Clavecin oculaire, (musiq. & opt.) : instrument à touches analogue au clavecin auriculaire, composé d’autant d’octaves de couleurs par tons & demi-tons, que le clavecin auriculaire a d’octaves de sons par tons & demi-tons, destiné à donner à l’âme par les yeux les mêmes sensations agréables de mélodie & d’harmonie de couleurs, que celles de mélodie & d’harmonie de sons que le clavecin ordinaire lui communique par l’oreille.

Semblablement au Père Kircher, dont la Musurgia universalis, encyclopédie de la musique, fait autorité depuis 1650, le Père Castel tient qu’il y a en toutes choses une disposition vibratoire, qui, éveillée par le Verbe et par le souffle de l’Esprit, fait venir, sur le mode de la résonance, la couleur et le son. Il tient également que les couleurs et les sons se répondent, en vertu de l’universelle harmonia, i. e. de la « ténébreuse et profonde unité » assignée au monde par le souffle l’Esprit.

Ci-dessus : illustration empruntée à la Musurgia universalis sive ars magna consoni et dissoni (1650), volume 2, de Athanasius Kircher ; ouvrage disponible sur le Service Commun de la Documentation de l’Université de Strasbourg.

Le Père Castel a tenté, toute sa vie durant, d’obtenir la fabrication de son clavecin oculaire. Il imaginait un clavecin dont le clavier actionnerait à la fois le mécanisme de pincement des cordes et le système d’affichage des couleurs. Ménagé par des trappes alternativement ouvertes ou fermées, celui-ci aurait fonctionné à l’aide d’un jeu de rubans, d’étoffes peintes, ou de lanternes équipées de verres prismatiques. Le Père Castel n’a trouvé hélas ni le financement ni le facteur de génie, également nécessaires, tous deux, à la réalisation de son projet. Egidio Romualdo Duni ((Originaire du royaume de Naples, Egidio Romualdo Duni (1709-1775) a d’abord été le rival de Pergolese. Il s’installe en 1757 à Paris, où il compose, sur des paroles du librettiste Charles Simon Favart, une dizaine d’opéras-comiques à succès.)) célèbre compositeur peint ci-dessous par Louis Carrogis, dit Carmontelle (1717-1806), continue tranquillement de jouer du clavecin habituel.
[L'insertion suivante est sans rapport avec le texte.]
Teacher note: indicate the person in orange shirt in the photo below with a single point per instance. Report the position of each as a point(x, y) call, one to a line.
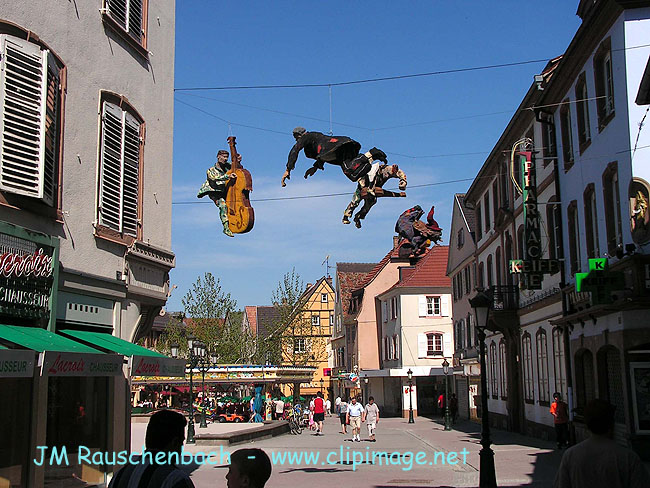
point(560, 412)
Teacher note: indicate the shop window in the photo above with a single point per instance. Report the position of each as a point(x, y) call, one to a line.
point(486, 207)
point(31, 113)
point(129, 19)
point(612, 200)
point(603, 75)
point(559, 363)
point(77, 415)
point(582, 109)
point(591, 222)
point(574, 237)
point(494, 380)
point(567, 137)
point(526, 351)
point(542, 367)
point(434, 344)
point(503, 371)
point(16, 405)
point(120, 170)
point(585, 390)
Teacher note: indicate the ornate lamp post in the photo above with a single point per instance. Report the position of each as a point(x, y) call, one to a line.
point(409, 373)
point(487, 478)
point(205, 362)
point(445, 369)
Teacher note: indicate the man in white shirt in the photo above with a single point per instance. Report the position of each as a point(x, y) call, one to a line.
point(599, 461)
point(355, 410)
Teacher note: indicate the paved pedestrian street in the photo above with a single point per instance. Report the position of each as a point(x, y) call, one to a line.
point(303, 460)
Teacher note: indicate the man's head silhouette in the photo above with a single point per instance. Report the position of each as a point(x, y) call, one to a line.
point(166, 431)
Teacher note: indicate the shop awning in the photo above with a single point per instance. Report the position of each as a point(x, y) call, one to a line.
point(62, 356)
point(110, 343)
point(142, 362)
point(41, 340)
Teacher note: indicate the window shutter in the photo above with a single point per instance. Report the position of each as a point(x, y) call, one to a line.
point(23, 91)
point(131, 177)
point(110, 201)
point(422, 345)
point(447, 349)
point(422, 306)
point(444, 305)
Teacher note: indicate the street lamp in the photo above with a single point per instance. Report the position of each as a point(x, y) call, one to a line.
point(487, 476)
point(195, 349)
point(445, 369)
point(205, 362)
point(409, 373)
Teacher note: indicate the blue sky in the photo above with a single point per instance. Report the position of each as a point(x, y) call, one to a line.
point(454, 119)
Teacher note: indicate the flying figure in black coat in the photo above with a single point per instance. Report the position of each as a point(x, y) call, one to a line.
point(338, 150)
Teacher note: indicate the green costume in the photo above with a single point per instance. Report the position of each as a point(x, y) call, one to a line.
point(215, 188)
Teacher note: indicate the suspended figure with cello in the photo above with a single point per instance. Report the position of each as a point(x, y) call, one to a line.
point(228, 185)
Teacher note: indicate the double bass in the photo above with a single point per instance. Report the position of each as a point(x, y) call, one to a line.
point(241, 215)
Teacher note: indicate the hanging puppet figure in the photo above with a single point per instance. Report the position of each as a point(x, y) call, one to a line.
point(376, 178)
point(216, 187)
point(338, 150)
point(415, 234)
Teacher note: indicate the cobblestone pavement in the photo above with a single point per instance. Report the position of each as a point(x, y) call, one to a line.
point(448, 459)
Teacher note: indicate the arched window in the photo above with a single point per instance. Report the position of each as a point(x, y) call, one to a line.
point(542, 366)
point(503, 368)
point(559, 364)
point(527, 357)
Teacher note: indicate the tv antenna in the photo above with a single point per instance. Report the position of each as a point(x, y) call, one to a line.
point(326, 263)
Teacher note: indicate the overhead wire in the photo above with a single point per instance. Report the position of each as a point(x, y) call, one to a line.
point(386, 78)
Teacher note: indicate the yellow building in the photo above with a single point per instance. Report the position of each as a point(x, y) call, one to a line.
point(307, 339)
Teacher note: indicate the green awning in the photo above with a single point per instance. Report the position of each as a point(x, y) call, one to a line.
point(110, 343)
point(41, 340)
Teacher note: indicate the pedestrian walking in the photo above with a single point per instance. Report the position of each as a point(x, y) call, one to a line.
point(319, 413)
point(328, 407)
point(355, 410)
point(343, 415)
point(249, 468)
point(165, 434)
point(560, 412)
point(371, 417)
point(599, 461)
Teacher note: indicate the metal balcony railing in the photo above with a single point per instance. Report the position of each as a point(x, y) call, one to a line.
point(504, 297)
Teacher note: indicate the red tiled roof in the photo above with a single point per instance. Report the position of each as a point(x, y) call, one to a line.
point(430, 270)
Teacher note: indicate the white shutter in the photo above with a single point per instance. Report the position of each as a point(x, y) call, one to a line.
point(23, 91)
point(110, 187)
point(422, 306)
point(130, 191)
point(422, 345)
point(444, 305)
point(447, 349)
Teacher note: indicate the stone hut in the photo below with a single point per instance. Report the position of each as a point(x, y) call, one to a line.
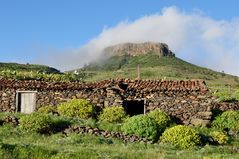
point(190, 102)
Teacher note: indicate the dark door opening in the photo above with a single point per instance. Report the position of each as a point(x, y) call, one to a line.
point(134, 107)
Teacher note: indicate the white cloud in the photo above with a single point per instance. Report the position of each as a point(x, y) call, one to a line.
point(192, 36)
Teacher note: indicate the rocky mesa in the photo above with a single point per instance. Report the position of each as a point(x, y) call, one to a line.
point(135, 49)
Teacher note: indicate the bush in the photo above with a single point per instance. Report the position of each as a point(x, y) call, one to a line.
point(180, 136)
point(115, 114)
point(36, 122)
point(224, 96)
point(161, 118)
point(141, 125)
point(76, 108)
point(219, 137)
point(47, 109)
point(228, 120)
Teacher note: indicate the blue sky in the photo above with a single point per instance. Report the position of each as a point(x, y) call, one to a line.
point(37, 31)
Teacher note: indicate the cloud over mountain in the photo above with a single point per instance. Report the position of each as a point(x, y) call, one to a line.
point(192, 36)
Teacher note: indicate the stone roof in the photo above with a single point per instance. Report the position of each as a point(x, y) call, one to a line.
point(124, 84)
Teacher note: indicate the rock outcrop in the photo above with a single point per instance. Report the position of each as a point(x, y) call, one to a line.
point(135, 49)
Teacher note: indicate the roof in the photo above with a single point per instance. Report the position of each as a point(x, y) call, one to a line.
point(124, 84)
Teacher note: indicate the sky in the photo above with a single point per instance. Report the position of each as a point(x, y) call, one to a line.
point(67, 34)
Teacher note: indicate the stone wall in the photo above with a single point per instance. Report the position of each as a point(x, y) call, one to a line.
point(189, 102)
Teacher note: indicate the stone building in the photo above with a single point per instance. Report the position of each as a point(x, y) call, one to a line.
point(189, 102)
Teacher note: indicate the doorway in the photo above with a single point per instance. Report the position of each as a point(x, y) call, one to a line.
point(134, 107)
point(26, 101)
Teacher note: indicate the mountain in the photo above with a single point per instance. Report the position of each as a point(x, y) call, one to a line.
point(28, 68)
point(152, 61)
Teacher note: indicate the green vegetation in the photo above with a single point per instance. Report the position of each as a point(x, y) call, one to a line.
point(36, 72)
point(155, 67)
point(141, 125)
point(28, 68)
point(49, 109)
point(163, 120)
point(36, 122)
point(16, 143)
point(181, 136)
point(76, 108)
point(219, 137)
point(228, 121)
point(114, 114)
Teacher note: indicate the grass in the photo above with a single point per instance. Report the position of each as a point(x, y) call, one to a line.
point(155, 67)
point(15, 143)
point(27, 67)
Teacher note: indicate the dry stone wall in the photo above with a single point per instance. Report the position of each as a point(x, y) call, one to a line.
point(189, 102)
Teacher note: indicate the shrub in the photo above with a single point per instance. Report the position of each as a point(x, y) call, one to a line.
point(115, 114)
point(219, 137)
point(228, 120)
point(237, 94)
point(224, 96)
point(47, 109)
point(161, 118)
point(180, 136)
point(141, 125)
point(36, 122)
point(76, 108)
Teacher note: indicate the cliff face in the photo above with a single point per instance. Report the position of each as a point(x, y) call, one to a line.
point(135, 49)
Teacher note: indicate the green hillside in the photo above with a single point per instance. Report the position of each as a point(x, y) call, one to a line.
point(154, 67)
point(34, 72)
point(27, 67)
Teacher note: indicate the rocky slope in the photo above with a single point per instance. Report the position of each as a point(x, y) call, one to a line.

De façon plus essentielle, les physiologues ont reproché au Père Castel de méconnaître les lois de fonctionnement de nos récepteurs sensoriels. On ne saurait, disaient-ils, ni voir le son, ni entendre la couleur, puisque la vue et l’ouïe intéressent des organes différents, non susceptibles de fonctionnement croisé. Mais ils passent sous silence l’étrange phénomène des synesthésies.

Les physiciens, de leur côté, jugent hautement improbable qu’on puisse établir entre les ondes lumineuses et les ondes sonores une correspondance autre que fantastique ou purement arbitraire.

Les musicologues, quant à eux, observent que le son n’est pas soluble dans la couleur, parce qu’il a son propre milieu de propagation qui est le temps,et qu’il demeure en cela irréductible au milieu de la couleur, qui est l’espace. Jean Jacques Rousseau musicologue récuse très fortement l’intérêt du type d’instrument imaginé par le Père Castel :

J’ai vu ce fameux clavecin sur lequel on prétendait faire de la musique avec de la couleur. C’est bien mal connaître les opérations de la nature, de ne pas voir que l’effet des couleurs est dans leur permanence et celui des sons dans leur succession.

Toutes les richesses du coloris s’étalent à la fois sur la face du la terre ; du premier coup d’oeil tout est vu. Mais plus on regarde et plus on est enchanté ; il ne faut plus qu’admirer et contempler sans cesse.

Il n’en est pas ainsi du son ; la nature ne l’analyse point et n’en sépare point les harmoniques : elle les cache au contraire sous l’apparence de l’unisson ; ou, si quelquefois elle les sépare dans le chant modulé de l’homme et dans le ramage de quelques oiseaux, c’est successivement, et l’un après l’autre ; elle inspire des chants et non des accords, elle dicte de la mélodie et non de l’harmonie. Les couleurs sont la parure des êtres inanimés ; toute matière est colorée : mais les sons annoncent le mouvement ; la voix annonce un être sensible ; il n’y a que des corps inanimés qui chantent. […].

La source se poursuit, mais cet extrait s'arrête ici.